[MUSIC] Thus far we've talked about precision,
recall, optimism, pessimism. All sorts of different aspects. But one of the most surprising things
about this whole story is that it's quite easy to navigate from a low precision
model to a high precision model from a high recall model to a low recall model,
so kind of investigate that spectrum. So we can have a low precision,
high recall model that's very optimistic, you can have a high precision, low recall
model that's very pessimistic, and then it turns out that it's
easy to find a path in between. And the question is, how do we do that? If you recall from earlier in this course,
we assign not just a label, +1 or -1, for every data point, but
a probability number, let's say, 0.99 or being positive for the sushi and
everything else were awesome. To say 0.55 of being positive for
the sushi was good, the service was okay. This probability is I,
as I mentioned earlier in the course, that they are going to
be fundamentally useful. Now you're going to see a place
where they are amazingly useful. So the probabilities can be used
to tradeoff precision with recall. And so let's figure that out. So earlier in the course, we just had
a fixed threshold to decide if an input sentence, x-i,
was going to be positive or negative. We said, it's going to be positive if
the probability is greater than 0.5, and is going to be negative if
the probability is less than 0.5, or less than or equal to it. Now, how can we create an optimistic and pessimistic model by just
changing the 0.5 threshold? Let's explore that idea.
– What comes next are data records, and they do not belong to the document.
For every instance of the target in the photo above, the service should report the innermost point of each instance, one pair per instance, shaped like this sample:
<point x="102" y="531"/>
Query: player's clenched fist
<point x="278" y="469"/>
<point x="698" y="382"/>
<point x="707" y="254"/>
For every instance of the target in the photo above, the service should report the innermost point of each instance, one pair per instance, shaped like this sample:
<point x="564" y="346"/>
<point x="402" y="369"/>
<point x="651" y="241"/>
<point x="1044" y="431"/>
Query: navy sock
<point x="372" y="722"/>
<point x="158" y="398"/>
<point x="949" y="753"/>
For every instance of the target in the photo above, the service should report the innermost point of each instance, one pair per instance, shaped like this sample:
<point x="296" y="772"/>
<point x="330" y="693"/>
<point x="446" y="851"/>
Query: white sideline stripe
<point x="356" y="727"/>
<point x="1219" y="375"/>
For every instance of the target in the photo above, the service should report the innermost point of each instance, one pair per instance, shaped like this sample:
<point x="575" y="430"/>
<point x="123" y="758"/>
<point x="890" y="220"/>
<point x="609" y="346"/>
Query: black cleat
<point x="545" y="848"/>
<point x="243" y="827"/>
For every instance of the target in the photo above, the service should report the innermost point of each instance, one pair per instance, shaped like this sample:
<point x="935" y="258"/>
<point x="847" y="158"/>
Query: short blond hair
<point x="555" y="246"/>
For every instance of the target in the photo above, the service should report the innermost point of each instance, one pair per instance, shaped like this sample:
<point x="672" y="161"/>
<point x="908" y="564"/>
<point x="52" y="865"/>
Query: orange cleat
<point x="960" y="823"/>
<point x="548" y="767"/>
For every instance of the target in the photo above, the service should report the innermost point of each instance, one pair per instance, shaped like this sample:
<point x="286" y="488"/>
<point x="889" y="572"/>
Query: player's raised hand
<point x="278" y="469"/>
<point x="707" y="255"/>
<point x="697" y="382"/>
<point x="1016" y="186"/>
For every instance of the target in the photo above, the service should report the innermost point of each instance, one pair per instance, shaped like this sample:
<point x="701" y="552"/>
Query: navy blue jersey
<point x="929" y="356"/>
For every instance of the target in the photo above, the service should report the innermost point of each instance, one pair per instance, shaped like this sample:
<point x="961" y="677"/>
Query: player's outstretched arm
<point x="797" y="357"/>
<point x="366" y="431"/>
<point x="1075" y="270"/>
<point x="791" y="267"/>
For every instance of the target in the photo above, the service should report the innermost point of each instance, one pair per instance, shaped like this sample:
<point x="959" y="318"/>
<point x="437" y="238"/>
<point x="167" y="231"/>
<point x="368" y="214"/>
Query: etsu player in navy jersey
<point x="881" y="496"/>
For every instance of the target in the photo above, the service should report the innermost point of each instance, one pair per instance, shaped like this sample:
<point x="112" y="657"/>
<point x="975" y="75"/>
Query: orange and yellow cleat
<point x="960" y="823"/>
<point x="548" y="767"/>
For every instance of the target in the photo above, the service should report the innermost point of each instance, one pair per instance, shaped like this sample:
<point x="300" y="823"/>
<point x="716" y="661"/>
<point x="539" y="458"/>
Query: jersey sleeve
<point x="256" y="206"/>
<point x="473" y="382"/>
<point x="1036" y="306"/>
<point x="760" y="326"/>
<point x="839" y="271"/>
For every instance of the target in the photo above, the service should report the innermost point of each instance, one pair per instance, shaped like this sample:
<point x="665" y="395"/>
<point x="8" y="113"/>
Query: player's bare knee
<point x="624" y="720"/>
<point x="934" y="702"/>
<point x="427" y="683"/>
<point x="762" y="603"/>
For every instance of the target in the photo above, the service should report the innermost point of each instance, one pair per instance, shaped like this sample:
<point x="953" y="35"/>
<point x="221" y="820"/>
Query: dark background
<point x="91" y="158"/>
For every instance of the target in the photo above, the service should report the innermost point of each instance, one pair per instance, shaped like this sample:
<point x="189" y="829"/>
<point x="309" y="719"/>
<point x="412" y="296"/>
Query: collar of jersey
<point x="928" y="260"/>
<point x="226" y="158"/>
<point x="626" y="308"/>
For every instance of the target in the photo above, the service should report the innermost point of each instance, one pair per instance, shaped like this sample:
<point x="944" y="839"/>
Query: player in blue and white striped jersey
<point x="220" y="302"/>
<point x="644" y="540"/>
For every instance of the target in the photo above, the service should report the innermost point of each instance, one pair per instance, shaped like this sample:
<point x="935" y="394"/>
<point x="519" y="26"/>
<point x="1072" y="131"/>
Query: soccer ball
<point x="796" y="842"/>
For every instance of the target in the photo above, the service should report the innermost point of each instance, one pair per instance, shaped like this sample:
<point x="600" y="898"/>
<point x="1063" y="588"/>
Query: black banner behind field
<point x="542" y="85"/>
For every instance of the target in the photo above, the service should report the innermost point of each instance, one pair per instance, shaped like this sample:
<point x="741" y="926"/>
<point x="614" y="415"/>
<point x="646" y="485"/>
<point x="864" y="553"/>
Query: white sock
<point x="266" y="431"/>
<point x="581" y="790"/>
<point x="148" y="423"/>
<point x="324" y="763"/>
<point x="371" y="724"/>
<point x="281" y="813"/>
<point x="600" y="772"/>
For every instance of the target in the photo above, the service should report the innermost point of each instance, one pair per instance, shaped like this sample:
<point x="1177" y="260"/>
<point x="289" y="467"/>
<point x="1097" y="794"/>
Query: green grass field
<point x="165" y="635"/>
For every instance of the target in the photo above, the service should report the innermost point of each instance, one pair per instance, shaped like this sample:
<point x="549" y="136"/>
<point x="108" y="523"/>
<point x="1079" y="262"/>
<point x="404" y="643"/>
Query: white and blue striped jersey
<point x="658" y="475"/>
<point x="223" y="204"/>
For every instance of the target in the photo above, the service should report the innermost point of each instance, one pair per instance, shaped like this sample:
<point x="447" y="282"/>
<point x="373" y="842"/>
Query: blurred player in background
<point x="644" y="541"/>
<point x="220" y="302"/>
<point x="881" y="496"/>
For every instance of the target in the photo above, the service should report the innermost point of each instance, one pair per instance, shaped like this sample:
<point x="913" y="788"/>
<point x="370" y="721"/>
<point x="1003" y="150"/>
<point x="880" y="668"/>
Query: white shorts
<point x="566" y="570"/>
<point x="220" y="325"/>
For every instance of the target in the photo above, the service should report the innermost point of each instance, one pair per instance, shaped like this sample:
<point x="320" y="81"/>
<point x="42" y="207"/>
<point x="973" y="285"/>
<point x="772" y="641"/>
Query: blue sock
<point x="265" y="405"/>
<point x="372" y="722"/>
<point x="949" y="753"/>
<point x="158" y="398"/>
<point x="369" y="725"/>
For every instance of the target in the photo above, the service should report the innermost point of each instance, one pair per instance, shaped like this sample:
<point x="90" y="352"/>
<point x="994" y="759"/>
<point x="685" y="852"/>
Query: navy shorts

Think about what would happen
if we set the threshold, instead of being 0.5 to being 0.999. So a data point is only +1 if its
probability is greater than 0.999. Well, here's what happen. Very few data points would satisfy this. So if very few data points satisfy this,
then very few data points will be +1. And the vast majority
will be labeled as -1. And we call this classifier
the pessimistic classifier. Now alternatively, if we change
the threshold to be 0.001, then that means that any experience is going
to be labeled as positive. So, almost all of the data points
are going to satisfy this condition. So we're going to say that. Everything is +1, and so this is
going to be the optimistic classifier. It's going to be say yeah,
everything is +1, everything's good. So by varying that threshold
from 0.5 to something close to 0 to something close to 1, we're going to
change between optimism and pessimism. So if you go back to this picture of
logistic regression, for example, as a complete case. We have this input, the score of x. And the output here was the probability
that y is equal to +1 given x and w. This should bring some memories
maybe some sad, sad memories. The threshold here is going to
be a cut where we say, set y hat to be equal to +1 if it's
greater than or equal to this threshold t. So everything above
the line will be +1 and everything below the line
will be labeled -1. Or concretely, let's see what happens if
we set the threshold to be some very, very high number. So, t here is close to one. So if t is some number close to one, then everything below that
line will be labeled as -1. And very, very few things there above
the line here can be labeled as +1. So, that's why we end up with
a pessimistic classifier, on the flip side if we set the t
threshold to be something very, very small, so this is small t then
everything's going to be above the line. So everything's going to be labeled as +1,
and very few data points
are going to be labeled as -1. So we'll end up with
the optimistic classifier. So range in t from 0 to 1,
takes us from optimism to pessimism. In other words that spectrum that we
said weren't navigate on can now be navigated for a single parameter,
t, that goes between 0 and 1. [MUSIC]